The panel focused on how to balance transparency obligations core to effective data protection laws with the need to maintain trade secrecy central to much commercial development of artificial intelligence, and how to structure data protection laws such that trade secrecy claims are not able to prevent individuals from effectively exercising their privacy rights. Panelists discussed issues such as the necessity of disclosing application or software source code when providing “explainability” of decision-making to data subjects, and debated the level of detail necessary in disclosures required under transparency obligations.
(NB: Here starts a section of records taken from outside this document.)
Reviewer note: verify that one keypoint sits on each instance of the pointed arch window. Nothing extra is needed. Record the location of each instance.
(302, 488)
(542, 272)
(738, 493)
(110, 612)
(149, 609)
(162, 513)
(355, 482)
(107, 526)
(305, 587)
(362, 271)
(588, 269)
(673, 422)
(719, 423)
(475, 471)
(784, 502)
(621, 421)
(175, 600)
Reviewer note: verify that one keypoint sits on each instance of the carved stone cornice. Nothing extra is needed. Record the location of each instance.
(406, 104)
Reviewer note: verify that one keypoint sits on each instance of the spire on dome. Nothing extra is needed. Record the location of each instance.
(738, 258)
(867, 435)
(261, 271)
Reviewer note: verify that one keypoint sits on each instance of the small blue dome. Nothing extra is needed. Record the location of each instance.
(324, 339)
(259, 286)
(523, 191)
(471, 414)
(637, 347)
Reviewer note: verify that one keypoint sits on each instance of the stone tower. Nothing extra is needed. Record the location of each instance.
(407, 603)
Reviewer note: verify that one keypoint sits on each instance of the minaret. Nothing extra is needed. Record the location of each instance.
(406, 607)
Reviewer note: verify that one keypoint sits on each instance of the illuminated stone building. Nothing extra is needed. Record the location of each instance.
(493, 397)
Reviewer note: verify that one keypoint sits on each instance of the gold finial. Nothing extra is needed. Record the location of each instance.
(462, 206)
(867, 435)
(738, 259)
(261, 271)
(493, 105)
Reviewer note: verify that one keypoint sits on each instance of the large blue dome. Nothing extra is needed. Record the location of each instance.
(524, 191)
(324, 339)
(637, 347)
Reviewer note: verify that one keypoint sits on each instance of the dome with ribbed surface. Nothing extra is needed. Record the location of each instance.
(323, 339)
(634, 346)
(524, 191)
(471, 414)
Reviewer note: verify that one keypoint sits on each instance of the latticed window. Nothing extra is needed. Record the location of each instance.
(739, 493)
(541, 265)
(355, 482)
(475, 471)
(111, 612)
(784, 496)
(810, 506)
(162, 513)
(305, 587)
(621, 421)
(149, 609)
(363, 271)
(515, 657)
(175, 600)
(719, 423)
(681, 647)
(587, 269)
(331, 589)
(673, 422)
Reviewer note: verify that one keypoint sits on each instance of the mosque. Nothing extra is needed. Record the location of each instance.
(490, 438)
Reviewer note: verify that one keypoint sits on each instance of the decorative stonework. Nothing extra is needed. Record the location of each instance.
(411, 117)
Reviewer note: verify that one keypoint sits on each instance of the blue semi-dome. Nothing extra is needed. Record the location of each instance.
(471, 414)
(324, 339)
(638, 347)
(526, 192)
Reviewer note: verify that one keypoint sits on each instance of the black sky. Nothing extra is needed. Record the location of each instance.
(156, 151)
Ms. Demetzou focused on how this tension is treated under the EU’s General Data Protection Regulation, and discussed several examples of EU Member State enforcement actions that balanced the substantive rights granted to individuals by the GDPR with the confidentiality rights created by other national laws regarding trade secrets.

FPF Paper Accepted for Publication

In addition to the above panels, FPF also submitted an academic paper to CPDP LatAm 2022. Titled “Thin Red Red Line: Refocusing Data Protection Law on ADM, A Global Perspective with Lessons from Case-Law” and co-authored by FPF Vice President Gabriela Zanfir-Fortuna, Policy Counsel Katerina Demetzou, and Policy Counsel Sebastião Barros Vale, the paper focuses on how existing data protection laws in the EU and a selection of six global jurisdictions (Brazil, Mexico, Argentina, Colombia, China and South Africa) are currently being applied in the context of automated decision-making (ADM). The paper successfully completed the conference double blind peer review process and will be published in a CPDP LatAm special issue of the Computer Law & Security Review, edited by FGV Professors Luca Belli and Nicolo Zingales.